Porous Polyethylene-Supported Zeolite Carriers for Improved Wastewater Deammonification

Abstract

Wastewater treatment is increasingly important as anthropogenic activities continue to stress our water systems. Ammonium is one of the most common pollutants in wastewater streams and is typically oxidized to nitrate during treatment, which still results in the discharge of reactive nitrogen to the environment. Anaerobic ammonium oxidation (anammox) can completely remove reactive nitrogen, forming dinitrogen, and also decreases the cost of ammonium removal compared to conventional activated sludge wastewater treatment systems. Anammox faces challenges in mainstream implementation, however, as a result of the slow growth rates of anammox bacteria, narrow ideal growth conditions, and competition with other taxa. Addition of zeolite, such as faujasite, into low ammonium waste streams improves ammonium removal and locally concentrates ammonium ions, which in turn can improve the proliferation of anammox bacteria. Here, we report the development of a scalable approach to plastic carriers for potential use in mainstream anammox reactors that combines the processability of thermoplastics and the ammonium sequestration ability of zeolites. Carriers were prepared by melt-blending polyethylene (PE), microparticulate zeolite 13X (Z13X, a faujasite), and a sacrificial poly(ethylene oxide) (PEO) template. Removal of the PEO template by solvent etching in water exposed a percolating pore network within the PE support structure and the particulate zeolite trapped within the exterior.
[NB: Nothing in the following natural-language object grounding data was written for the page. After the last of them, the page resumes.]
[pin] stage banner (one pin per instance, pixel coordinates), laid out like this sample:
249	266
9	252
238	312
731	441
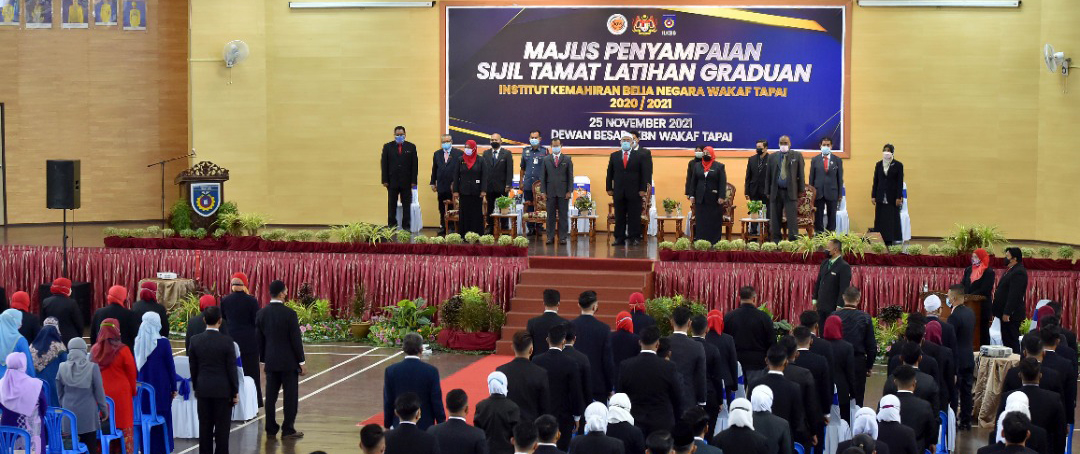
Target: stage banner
682	76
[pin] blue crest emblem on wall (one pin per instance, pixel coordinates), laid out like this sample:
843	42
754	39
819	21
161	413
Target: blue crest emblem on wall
205	198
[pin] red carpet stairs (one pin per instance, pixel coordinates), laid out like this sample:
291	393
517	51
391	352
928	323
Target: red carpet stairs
612	279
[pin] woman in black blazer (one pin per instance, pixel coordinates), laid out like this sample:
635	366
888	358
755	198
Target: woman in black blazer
888	196
709	182
469	184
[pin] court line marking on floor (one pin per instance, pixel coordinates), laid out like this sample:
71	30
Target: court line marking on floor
305	397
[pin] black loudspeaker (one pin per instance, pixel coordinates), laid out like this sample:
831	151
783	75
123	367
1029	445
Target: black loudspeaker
62	185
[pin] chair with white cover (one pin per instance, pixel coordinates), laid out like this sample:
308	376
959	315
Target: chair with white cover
247	405
185	408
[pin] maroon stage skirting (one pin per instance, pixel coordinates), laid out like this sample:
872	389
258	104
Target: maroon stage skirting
387	279
790	286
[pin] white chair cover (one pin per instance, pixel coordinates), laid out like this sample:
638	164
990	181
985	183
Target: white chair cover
905	218
248	402
417	219
185	412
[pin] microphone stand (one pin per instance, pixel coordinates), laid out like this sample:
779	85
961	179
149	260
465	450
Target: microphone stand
162	163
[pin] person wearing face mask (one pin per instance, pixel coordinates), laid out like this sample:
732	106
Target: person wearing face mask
710	184
500	164
626	179
888	196
470	185
785	184
531	161
556	177
826	176
399	176
444	167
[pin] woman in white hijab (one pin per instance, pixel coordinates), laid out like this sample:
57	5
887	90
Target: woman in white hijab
621	424
497	415
775	429
595	440
895	437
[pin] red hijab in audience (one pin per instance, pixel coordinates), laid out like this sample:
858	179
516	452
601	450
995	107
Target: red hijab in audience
624	322
984	262
934	332
108	343
636	302
715	321
834	328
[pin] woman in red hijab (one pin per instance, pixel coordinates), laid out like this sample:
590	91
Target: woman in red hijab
844	363
709	185
118	374
715	336
979	280
624	343
469	188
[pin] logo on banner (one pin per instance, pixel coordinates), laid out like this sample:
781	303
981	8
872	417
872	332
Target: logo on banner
617	24
205	198
645	25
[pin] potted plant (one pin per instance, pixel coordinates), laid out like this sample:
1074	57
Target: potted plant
584	204
754	207
503	204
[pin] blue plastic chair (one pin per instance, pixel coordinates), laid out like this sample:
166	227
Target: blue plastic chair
54	430
10	438
107	438
146	422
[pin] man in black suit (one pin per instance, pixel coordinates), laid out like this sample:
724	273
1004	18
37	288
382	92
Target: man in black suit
1009	297
65	309
413	375
1045	406
688	356
399	176
628	177
500	175
785	185
239	310
753	333
444	167
715	372
962	320
826	176
556	181
456	436
408	438
787	400
373	439
547	436
834	277
915	412
214	379
538	326
822	376
567	403
527	383
593	339
282	354
651	385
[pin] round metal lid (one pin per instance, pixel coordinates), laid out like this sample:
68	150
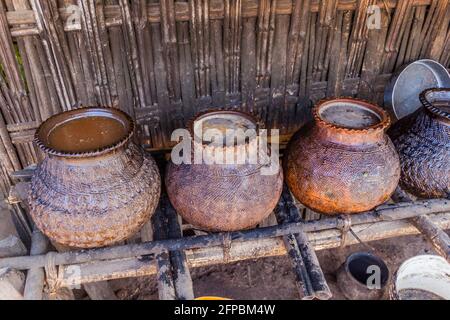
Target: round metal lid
402	93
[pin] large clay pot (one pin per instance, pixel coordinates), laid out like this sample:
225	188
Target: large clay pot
343	163
222	197
95	187
423	143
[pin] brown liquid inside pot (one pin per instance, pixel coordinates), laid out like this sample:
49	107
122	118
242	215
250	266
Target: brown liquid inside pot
349	115
443	105
227	124
86	134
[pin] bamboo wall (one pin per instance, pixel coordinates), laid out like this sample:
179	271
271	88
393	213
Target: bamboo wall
164	61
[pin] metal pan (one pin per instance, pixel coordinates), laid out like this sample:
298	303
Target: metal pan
401	96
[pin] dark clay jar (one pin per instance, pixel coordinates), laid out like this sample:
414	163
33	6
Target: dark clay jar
343	163
94	187
222	197
423	143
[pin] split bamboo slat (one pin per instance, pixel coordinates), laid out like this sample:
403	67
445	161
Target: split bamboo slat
164	61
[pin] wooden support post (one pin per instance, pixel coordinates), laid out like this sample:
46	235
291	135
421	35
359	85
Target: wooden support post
181	274
96	290
11	284
34	286
435	235
12	246
11	281
166	287
310	277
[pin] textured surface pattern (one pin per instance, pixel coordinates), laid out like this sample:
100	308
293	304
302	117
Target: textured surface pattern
423	143
95	202
163	61
345	177
219	198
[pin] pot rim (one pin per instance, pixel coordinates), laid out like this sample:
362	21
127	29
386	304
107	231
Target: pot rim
382	125
249	116
429	105
44	128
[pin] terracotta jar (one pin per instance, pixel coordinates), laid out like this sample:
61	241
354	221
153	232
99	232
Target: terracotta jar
94	187
423	143
222	197
343	163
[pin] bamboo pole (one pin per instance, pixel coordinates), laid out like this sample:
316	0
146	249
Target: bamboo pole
240	251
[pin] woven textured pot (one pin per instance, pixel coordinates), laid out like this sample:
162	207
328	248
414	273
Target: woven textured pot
423	143
222	197
343	163
95	187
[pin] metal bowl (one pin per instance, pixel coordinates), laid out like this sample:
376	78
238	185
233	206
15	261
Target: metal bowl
401	96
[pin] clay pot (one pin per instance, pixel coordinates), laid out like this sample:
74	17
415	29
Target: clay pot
423	143
343	163
94	187
222	197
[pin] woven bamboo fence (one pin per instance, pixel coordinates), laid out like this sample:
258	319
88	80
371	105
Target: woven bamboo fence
164	61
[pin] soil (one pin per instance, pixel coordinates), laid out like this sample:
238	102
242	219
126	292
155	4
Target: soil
269	278
273	278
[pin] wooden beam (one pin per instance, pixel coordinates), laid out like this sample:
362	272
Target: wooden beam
390	212
240	251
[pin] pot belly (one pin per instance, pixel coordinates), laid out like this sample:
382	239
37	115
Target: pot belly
82	218
337	181
222	202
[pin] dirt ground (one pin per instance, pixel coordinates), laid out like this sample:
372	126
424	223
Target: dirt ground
273	278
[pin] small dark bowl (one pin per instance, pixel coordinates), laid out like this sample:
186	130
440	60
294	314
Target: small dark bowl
354	274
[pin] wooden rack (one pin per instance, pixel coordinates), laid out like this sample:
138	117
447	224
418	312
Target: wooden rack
167	254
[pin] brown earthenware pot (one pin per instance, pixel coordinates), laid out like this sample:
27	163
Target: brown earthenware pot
343	163
423	143
94	187
222	197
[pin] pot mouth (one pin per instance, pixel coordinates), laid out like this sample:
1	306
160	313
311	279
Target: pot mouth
221	128
349	114
85	132
362	265
437	101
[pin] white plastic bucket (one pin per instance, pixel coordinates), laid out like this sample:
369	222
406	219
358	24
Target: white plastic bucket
422	277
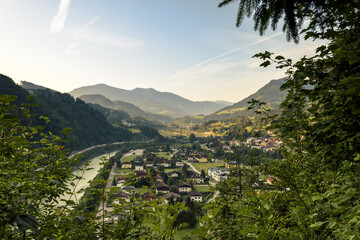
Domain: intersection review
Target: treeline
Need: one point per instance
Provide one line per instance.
(88, 126)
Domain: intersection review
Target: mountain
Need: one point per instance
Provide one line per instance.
(30, 87)
(152, 101)
(89, 127)
(129, 108)
(270, 93)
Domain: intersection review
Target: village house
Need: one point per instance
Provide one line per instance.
(179, 164)
(149, 165)
(195, 196)
(139, 168)
(128, 189)
(126, 165)
(140, 174)
(233, 164)
(122, 197)
(138, 160)
(201, 159)
(162, 188)
(121, 181)
(184, 187)
(197, 179)
(174, 174)
(148, 196)
(218, 159)
(221, 172)
(158, 179)
(171, 196)
(221, 177)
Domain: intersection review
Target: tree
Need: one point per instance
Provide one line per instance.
(34, 172)
(203, 173)
(323, 15)
(192, 138)
(317, 184)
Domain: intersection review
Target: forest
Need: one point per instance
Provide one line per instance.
(317, 180)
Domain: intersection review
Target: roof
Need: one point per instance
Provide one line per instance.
(184, 184)
(171, 195)
(122, 194)
(194, 194)
(122, 179)
(162, 186)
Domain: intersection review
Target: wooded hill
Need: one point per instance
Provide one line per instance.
(89, 126)
(121, 106)
(152, 101)
(270, 93)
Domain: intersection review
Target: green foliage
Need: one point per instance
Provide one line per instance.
(315, 195)
(89, 127)
(34, 172)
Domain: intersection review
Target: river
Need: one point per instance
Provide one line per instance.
(88, 175)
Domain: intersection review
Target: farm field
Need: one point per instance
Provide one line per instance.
(206, 166)
(202, 188)
(129, 158)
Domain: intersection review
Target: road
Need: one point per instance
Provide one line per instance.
(110, 180)
(192, 167)
(89, 148)
(210, 183)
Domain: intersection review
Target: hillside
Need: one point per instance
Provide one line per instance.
(152, 101)
(130, 109)
(89, 127)
(270, 93)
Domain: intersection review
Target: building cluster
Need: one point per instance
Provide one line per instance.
(218, 174)
(263, 143)
(179, 190)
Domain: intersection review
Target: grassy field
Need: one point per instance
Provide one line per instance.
(206, 166)
(164, 155)
(142, 190)
(123, 171)
(134, 130)
(129, 158)
(202, 188)
(172, 169)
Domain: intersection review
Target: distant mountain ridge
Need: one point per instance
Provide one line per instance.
(89, 127)
(153, 101)
(129, 108)
(270, 93)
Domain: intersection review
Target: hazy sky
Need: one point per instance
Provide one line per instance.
(191, 48)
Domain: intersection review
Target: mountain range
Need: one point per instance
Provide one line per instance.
(150, 100)
(89, 127)
(270, 94)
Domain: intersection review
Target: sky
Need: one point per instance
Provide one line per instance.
(190, 48)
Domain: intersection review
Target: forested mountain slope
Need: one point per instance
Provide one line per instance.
(89, 126)
(150, 100)
(270, 93)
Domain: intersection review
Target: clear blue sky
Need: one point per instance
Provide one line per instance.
(191, 48)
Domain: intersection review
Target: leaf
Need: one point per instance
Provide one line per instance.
(25, 222)
(331, 224)
(317, 224)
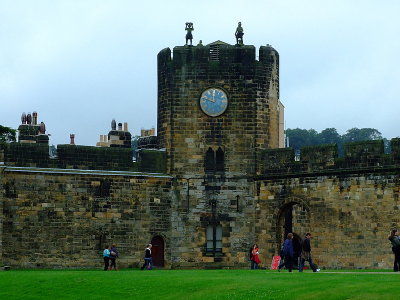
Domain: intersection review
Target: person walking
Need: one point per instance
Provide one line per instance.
(306, 254)
(288, 252)
(148, 262)
(395, 240)
(113, 257)
(255, 260)
(106, 257)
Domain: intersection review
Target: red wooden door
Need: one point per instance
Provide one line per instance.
(157, 251)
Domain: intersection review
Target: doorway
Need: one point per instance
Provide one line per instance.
(157, 251)
(293, 217)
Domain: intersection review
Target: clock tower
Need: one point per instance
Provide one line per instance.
(218, 108)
A pore size in the range of 10–25 μm was typical, with zeolite loadings as high as 45% by mass in the final product. The hybrid inorganic–polymer carriers were highly effective in sequestering ammonium, capable of removing >75% of ammonium from a 45 mg/L TAN (total ammonium nitrogen) aqueous environment in 24 h at less than 1% mass loading of carriers as compared to solution mass. Ammonium removal by ion exchange was confirmed by spectrophotometric methods and by energy-dispersive X-ray spectroscopy, and the kinetics of ammonium sequestration were determined to be zeroth-order with respect to ammonium and first-order with respect to zeolite. The materials described in this article are expected to find utility in future bioreactor development.